Contents of the invention

The present disclosure relates to a display device. In the embodiment, by controlling the absolute value of the difference between the first moment τ of the first polarizing film and the second moment τ of the second polarizing film in the display device to be less than or equal to 0.5, warping of the display panel can be effectively suppressed. The degree of curvature can further suppress the light leakage phenomenon caused by the warpage of the display panel.

According to an embodiment of the present disclosure, a display device is provided. The display device includes a display panel, a first polarizing structure and a second polarizing structure. The display panel has a first surface and a second surface, and the second surface is opposite to the first surface. The first polarizing structure is disposed on the first surface of the display panel, the first polarizing structure includes a first polarizing film, and the first polarizing structure has a first thickness. The second polarizing structure is disposed on the second surface of the display panel, the second polarizing structure includes a second polarizing film, and the second polarizing structure has a second thickness, wherein the absorption axis of the first polarizing film and the absorption axis of the second polarizing film perpendicular to each other. The first polarizing film has a first moment τ1, the second polarizing film has a second moment τ2, and the first moment τ1 and the second moment τ2 satisfy the following formulas 1, 2 and 3:

τ1＝r1×d1×L ₀ Formula 1;

τ2=r2×d2×L ₉₀ formula 2;

│τ1-τ2│≦0.5 Formula 3;

Among them, r1 is the shrinkage rate of the first polarizing film, d1 is the first thickness, _L0 is the absorption axis length of the first polarizing film, r2 is the shrinkage rate of the second polarizing film, d2 is the second thickness, and _L90 is the second thickness.
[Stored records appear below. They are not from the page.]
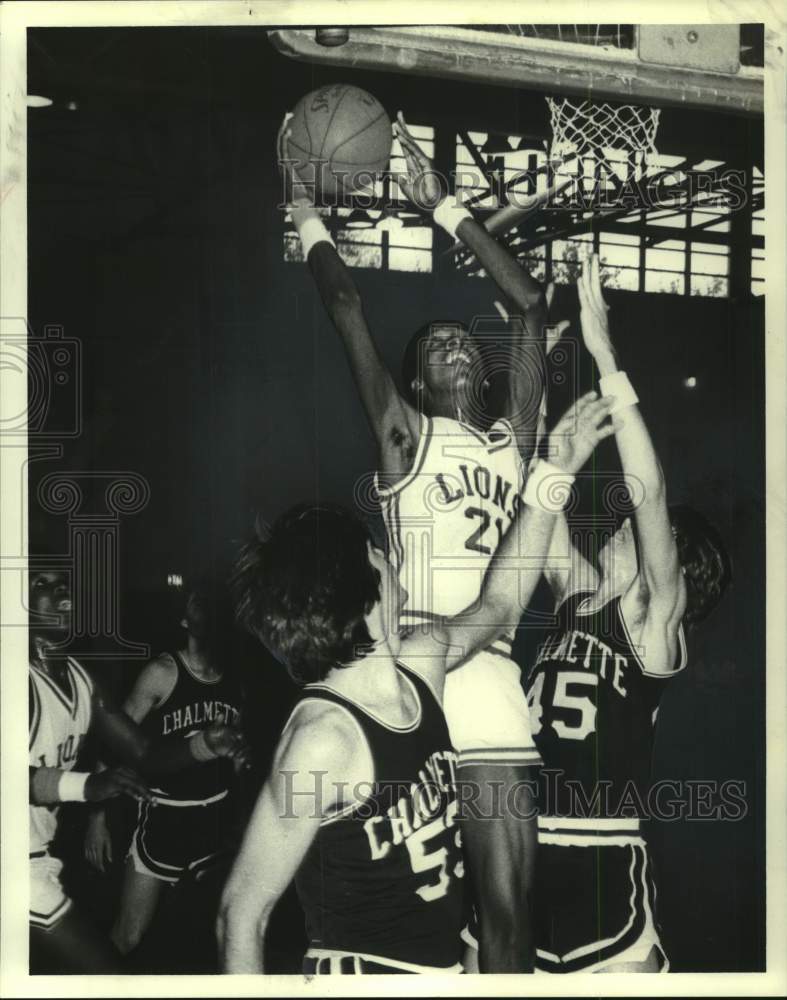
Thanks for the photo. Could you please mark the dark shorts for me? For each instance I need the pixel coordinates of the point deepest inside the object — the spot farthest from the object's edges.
(595, 901)
(174, 838)
(324, 962)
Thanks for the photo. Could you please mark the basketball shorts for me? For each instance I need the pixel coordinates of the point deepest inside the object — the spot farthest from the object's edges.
(48, 903)
(324, 961)
(177, 837)
(595, 900)
(487, 712)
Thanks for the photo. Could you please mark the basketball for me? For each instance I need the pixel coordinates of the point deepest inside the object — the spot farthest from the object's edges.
(340, 139)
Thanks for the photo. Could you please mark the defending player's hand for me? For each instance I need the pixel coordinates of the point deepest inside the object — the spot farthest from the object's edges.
(296, 194)
(224, 740)
(575, 436)
(116, 781)
(98, 842)
(593, 309)
(421, 184)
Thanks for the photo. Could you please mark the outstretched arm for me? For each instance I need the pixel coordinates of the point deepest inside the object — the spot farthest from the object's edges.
(517, 564)
(130, 744)
(526, 301)
(152, 686)
(659, 589)
(395, 424)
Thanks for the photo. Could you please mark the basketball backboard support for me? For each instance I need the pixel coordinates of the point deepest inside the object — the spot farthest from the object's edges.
(694, 65)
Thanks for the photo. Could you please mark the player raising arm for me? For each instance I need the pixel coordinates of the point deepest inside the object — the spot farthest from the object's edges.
(438, 468)
(360, 805)
(595, 688)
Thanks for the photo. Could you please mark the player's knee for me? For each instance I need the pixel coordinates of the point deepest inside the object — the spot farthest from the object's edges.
(127, 934)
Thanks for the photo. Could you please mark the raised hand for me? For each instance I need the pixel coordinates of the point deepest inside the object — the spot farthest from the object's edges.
(593, 309)
(98, 842)
(421, 184)
(575, 436)
(116, 781)
(296, 193)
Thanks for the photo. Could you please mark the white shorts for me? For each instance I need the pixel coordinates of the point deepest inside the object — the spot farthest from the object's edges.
(48, 903)
(487, 712)
(581, 863)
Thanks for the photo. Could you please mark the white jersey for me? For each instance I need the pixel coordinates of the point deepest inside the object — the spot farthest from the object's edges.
(446, 518)
(58, 726)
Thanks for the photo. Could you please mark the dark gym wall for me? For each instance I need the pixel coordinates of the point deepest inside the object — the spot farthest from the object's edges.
(210, 369)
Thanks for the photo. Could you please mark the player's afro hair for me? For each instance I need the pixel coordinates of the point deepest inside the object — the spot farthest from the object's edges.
(413, 358)
(706, 564)
(305, 589)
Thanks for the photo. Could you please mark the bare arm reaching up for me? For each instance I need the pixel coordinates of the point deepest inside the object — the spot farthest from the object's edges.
(658, 592)
(394, 423)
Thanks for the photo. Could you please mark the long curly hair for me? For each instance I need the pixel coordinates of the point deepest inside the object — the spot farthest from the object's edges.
(306, 588)
(707, 567)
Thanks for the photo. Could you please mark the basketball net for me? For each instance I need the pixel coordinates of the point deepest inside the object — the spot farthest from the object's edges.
(583, 128)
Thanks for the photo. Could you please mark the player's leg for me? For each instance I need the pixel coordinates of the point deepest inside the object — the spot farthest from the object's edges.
(649, 964)
(139, 898)
(500, 846)
(73, 945)
(489, 722)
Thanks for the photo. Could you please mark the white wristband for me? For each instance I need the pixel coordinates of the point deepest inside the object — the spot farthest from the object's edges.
(311, 230)
(548, 487)
(617, 384)
(449, 213)
(71, 787)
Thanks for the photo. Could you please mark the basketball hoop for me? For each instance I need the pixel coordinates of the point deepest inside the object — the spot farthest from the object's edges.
(584, 128)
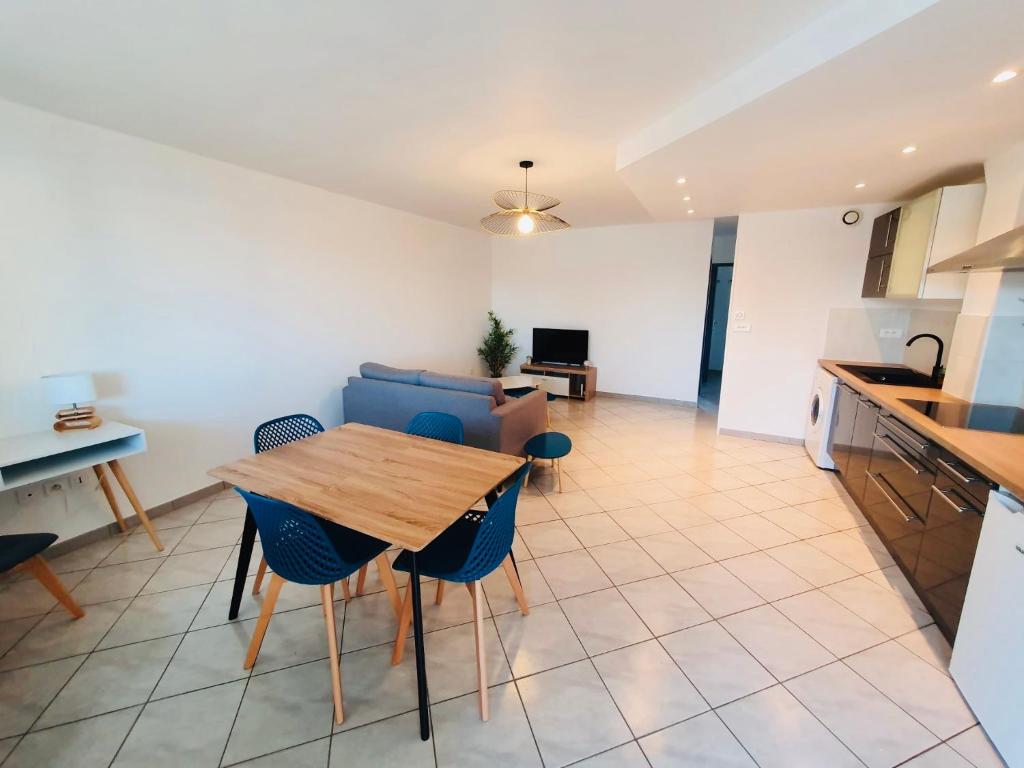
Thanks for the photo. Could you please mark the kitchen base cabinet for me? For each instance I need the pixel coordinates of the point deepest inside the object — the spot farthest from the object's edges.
(925, 506)
(860, 449)
(845, 414)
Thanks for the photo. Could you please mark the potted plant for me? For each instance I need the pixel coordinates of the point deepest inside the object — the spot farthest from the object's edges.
(497, 349)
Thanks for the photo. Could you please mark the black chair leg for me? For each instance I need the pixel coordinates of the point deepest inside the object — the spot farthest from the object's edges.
(242, 571)
(421, 659)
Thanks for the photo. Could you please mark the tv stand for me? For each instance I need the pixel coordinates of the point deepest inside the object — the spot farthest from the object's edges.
(576, 382)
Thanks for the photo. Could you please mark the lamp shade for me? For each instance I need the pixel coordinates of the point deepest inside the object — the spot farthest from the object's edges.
(62, 389)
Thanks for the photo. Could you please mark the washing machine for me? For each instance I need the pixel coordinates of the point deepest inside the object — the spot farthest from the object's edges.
(819, 419)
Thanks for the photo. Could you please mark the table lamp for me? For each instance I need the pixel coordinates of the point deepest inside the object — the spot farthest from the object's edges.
(65, 389)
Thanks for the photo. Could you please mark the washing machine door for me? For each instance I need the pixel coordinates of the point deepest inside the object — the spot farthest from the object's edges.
(814, 414)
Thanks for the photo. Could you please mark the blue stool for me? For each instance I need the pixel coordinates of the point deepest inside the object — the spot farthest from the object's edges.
(551, 445)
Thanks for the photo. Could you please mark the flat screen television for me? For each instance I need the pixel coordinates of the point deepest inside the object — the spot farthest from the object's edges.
(559, 345)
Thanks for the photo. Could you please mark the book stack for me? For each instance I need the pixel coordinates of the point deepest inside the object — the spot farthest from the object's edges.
(83, 417)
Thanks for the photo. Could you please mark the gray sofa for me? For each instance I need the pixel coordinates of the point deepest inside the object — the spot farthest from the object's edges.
(388, 397)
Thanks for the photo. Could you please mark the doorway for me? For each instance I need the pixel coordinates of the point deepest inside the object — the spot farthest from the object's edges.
(717, 313)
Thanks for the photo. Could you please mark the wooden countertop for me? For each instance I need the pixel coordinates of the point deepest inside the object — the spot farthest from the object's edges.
(997, 456)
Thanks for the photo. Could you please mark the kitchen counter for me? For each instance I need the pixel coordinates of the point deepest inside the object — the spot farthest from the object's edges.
(998, 456)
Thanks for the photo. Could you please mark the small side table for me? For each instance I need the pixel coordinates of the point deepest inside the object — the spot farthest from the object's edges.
(551, 445)
(33, 458)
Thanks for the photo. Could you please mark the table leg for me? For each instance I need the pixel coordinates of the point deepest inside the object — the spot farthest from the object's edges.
(109, 493)
(421, 662)
(242, 570)
(143, 518)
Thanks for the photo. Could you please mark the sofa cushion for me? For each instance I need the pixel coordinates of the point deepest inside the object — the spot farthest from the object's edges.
(386, 373)
(499, 391)
(463, 384)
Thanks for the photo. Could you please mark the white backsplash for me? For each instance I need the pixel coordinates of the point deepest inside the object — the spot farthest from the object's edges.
(853, 334)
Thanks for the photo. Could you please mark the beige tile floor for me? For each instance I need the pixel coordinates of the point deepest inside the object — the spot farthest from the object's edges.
(697, 600)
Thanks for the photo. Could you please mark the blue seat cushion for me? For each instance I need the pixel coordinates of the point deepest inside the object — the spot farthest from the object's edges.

The length of the absorption axis of the two polarizers.

In order to have a better understanding of the above and other aspects of the present invention, specific embodiments will be exemplified below, and detailed descriptions are as follows in conjunction with the accompanying drawings:

Description of drawings

FIG. 1 is a schematic perspective view of a display device according to an embodiment of the disclosure.

FIG. 2 is a schematic cross-sectional view of a display device according to an embodiment of the disclosure.

FIG. 3 is a schematic cross-sectional view of a display device according to another embodiment of the disclosure.

Among them, reference signs:

1, 2: display device

10: Display panel

10A: first surface

10B: second surface

20: The first polarizing structure

30: Second polarizing structure

110: length

120: width

210: first polarizing film

220: the first glue layer

230: First protective layer

240, 340: outer protective layer

310: second polarizing film

320: Second adhesive layer

330: Second protective layer

350: The third adhesive layer

360: The third layer of protection

A1, A2: absorption axis

d1: first thickness

d2: second thickness

Detailed ways

In the embodiments of the present disclosure, by controlling the absolute value of the difference between the first moment τ of the first polarizing film and the second moment τ of the second polarizing film in the display device to be less than or equal to 0.5, it is possible to effectively suppress The degree of warping of the display panel can further suppress light leakage caused by the warping of the display panel.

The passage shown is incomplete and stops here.